Data sheet
Name: Monument for the Israelite Martyrs of Nazism
Location: expansion, no. 16-17-18
Author: Manfredo d’Urbino (architect)
Construction date: 1947
The monument was designed in 1947 by architect Manfredo d’Urbino, commissioned by the Jewish Community of Milan and the Union of Italian Jewish Communities, presided over by Raffaele Cantoni. It consists of a large menorah made of Vallestrona marble with the flame of freedom at its center. Surrounding it, there are twelve memorial plaques with the names of the martyrs, along with their birth and death dates, and the circumstances of their deaths.
On both sides of the monument is the following inscription, in Italian and Hebrew: “The Jews of Italy remind the world of six million innocent brothers brutally murdered and pass on to future generations, in the memory of those buried here, an example of the centuries-old martyrdom endured by the people of Israel for justice, freedom, and human brotherhood. July 13, 1947.” The monument contains ashes brought from Dachau.
The number of plaques evokes the twelve tribes of Israel, and all those commemorated died in Italy.
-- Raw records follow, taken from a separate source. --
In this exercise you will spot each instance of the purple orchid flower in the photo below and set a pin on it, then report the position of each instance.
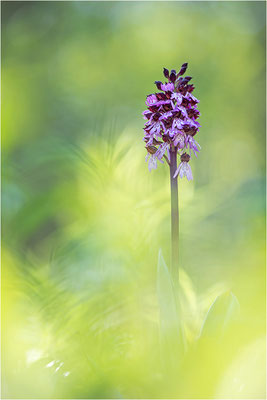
(171, 121)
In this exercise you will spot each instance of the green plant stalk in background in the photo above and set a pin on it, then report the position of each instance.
(174, 218)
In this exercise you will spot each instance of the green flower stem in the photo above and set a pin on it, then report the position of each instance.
(174, 217)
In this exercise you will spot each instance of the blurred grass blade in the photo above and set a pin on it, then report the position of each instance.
(222, 312)
(170, 332)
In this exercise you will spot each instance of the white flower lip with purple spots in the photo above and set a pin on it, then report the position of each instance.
(171, 121)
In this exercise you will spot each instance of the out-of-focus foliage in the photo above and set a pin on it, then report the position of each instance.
(83, 220)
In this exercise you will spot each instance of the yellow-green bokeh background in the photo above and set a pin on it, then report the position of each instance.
(83, 219)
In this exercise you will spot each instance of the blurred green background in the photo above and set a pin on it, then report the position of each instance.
(83, 219)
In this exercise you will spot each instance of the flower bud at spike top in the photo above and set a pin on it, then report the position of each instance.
(171, 121)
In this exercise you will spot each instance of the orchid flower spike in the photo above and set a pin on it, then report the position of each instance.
(171, 121)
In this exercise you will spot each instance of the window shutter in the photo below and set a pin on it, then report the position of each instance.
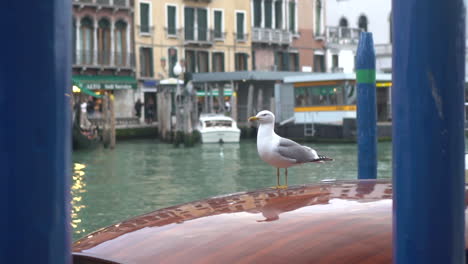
(171, 20)
(240, 26)
(254, 67)
(150, 59)
(144, 17)
(222, 61)
(268, 11)
(172, 55)
(202, 24)
(278, 14)
(285, 61)
(189, 23)
(292, 17)
(257, 13)
(246, 61)
(296, 61)
(218, 24)
(142, 63)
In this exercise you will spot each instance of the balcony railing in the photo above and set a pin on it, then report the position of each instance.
(271, 36)
(383, 49)
(241, 37)
(104, 3)
(195, 35)
(89, 58)
(145, 30)
(343, 35)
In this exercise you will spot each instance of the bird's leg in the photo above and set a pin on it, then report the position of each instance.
(286, 183)
(277, 178)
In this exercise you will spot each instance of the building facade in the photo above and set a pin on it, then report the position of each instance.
(103, 57)
(274, 26)
(202, 35)
(345, 20)
(310, 43)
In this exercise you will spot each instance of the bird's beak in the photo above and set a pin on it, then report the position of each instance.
(253, 118)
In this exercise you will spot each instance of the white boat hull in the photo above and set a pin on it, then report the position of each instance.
(218, 136)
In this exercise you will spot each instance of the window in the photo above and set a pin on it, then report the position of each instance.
(120, 43)
(196, 24)
(240, 26)
(202, 61)
(218, 62)
(345, 31)
(257, 13)
(343, 22)
(292, 17)
(241, 61)
(278, 14)
(190, 61)
(218, 24)
(202, 25)
(268, 14)
(146, 62)
(318, 17)
(198, 61)
(171, 20)
(319, 63)
(294, 61)
(320, 95)
(74, 40)
(104, 42)
(254, 66)
(391, 27)
(362, 23)
(334, 62)
(172, 57)
(144, 18)
(87, 41)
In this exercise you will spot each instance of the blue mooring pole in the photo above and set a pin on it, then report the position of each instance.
(366, 108)
(35, 131)
(428, 136)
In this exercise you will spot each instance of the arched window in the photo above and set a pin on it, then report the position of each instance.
(87, 42)
(120, 43)
(104, 42)
(343, 22)
(390, 20)
(318, 17)
(345, 31)
(74, 40)
(362, 23)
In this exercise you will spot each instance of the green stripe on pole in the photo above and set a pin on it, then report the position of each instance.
(365, 76)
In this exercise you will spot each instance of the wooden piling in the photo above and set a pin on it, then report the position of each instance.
(249, 103)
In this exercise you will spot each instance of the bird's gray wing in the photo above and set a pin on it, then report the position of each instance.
(292, 150)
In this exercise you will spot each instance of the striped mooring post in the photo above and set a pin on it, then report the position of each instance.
(366, 108)
(35, 132)
(428, 131)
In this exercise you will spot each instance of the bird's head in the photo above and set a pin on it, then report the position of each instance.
(263, 117)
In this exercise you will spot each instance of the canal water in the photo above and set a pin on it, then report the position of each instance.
(140, 176)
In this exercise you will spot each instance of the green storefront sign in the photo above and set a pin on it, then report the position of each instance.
(104, 82)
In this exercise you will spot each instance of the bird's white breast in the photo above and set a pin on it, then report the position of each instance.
(267, 144)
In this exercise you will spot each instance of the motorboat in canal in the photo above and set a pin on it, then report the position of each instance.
(215, 128)
(332, 222)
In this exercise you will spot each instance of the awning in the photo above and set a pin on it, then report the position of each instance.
(77, 89)
(227, 92)
(103, 82)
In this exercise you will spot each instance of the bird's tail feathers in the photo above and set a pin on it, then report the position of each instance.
(321, 159)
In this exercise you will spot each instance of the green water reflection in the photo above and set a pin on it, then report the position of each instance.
(140, 176)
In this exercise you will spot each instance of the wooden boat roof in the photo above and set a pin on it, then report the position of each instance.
(338, 222)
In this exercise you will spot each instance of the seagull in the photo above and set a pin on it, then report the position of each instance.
(281, 152)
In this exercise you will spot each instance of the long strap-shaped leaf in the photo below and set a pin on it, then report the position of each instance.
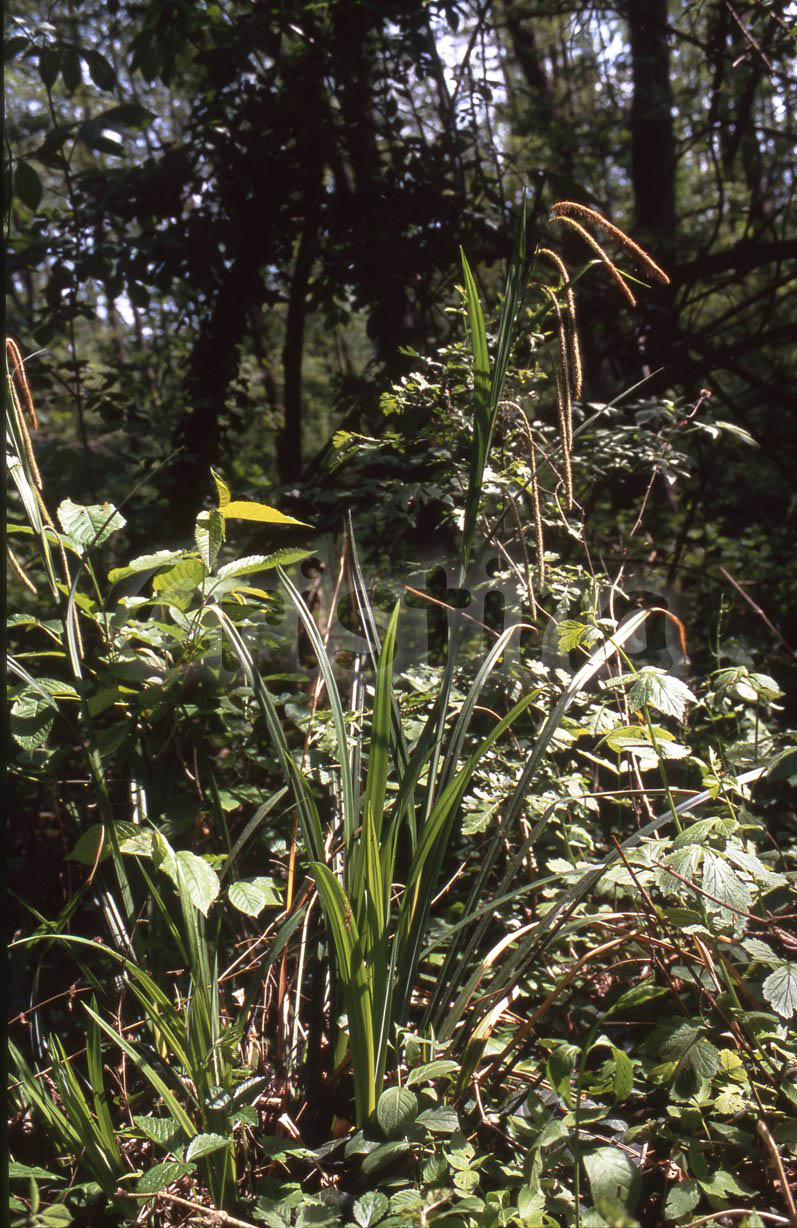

Among them are: Dora Pisetzsky Luzzatti (1892-1945), killed at the Bolzano concentration camp; Odoardo Segrè (1917-1945), who escaped from a deportation train to fight for liberation; Wilhelm Weinberg (1893-1944), who committed suicide in San Vittore Prison in Milan to avoid deportation; Viviano Borcioni (1926-1944), a partisan who was ambushed and killed during raids at Cairo Montenotte in November 1944; Angelo Finzi (1910-1945), a member of the Justice and Freedom resistance movement, who was arrested, interrogated, tortured, and killed in Via Airaghi in Milan; Giacomo Mendes (1897-1945), a partisan, who died in combat with others in Via Viviani 12 in Milan on April 25, 1945; Gilberto Coen (1920-1944), who returned from Switzerland to fight as a paratrooper with the Allies and took part in the liberation of Florence; Odoardo della Torre (1894-1944), who was killed in the Ardeatine Caves; Ester Botton in Mosseri (1891-1943) from Thessaloniki, killed and thrown into Lake Maggiore by Nazis in Meina; Lazar Araf (1905-1943), originally from Bulgaria, killed in the Milan synagogue on November 8, 1943, while attempting to escape from the Nazis; Israel Epstein (1914-1946), a member of the Irgun, who was killed by a police officer in 1946 while attempting to escape after an attack on the British embassy in Rome; Giorgio Rath (1901-1944) from Poland, who was killed in San Vittore Prison during Nazi interrogations.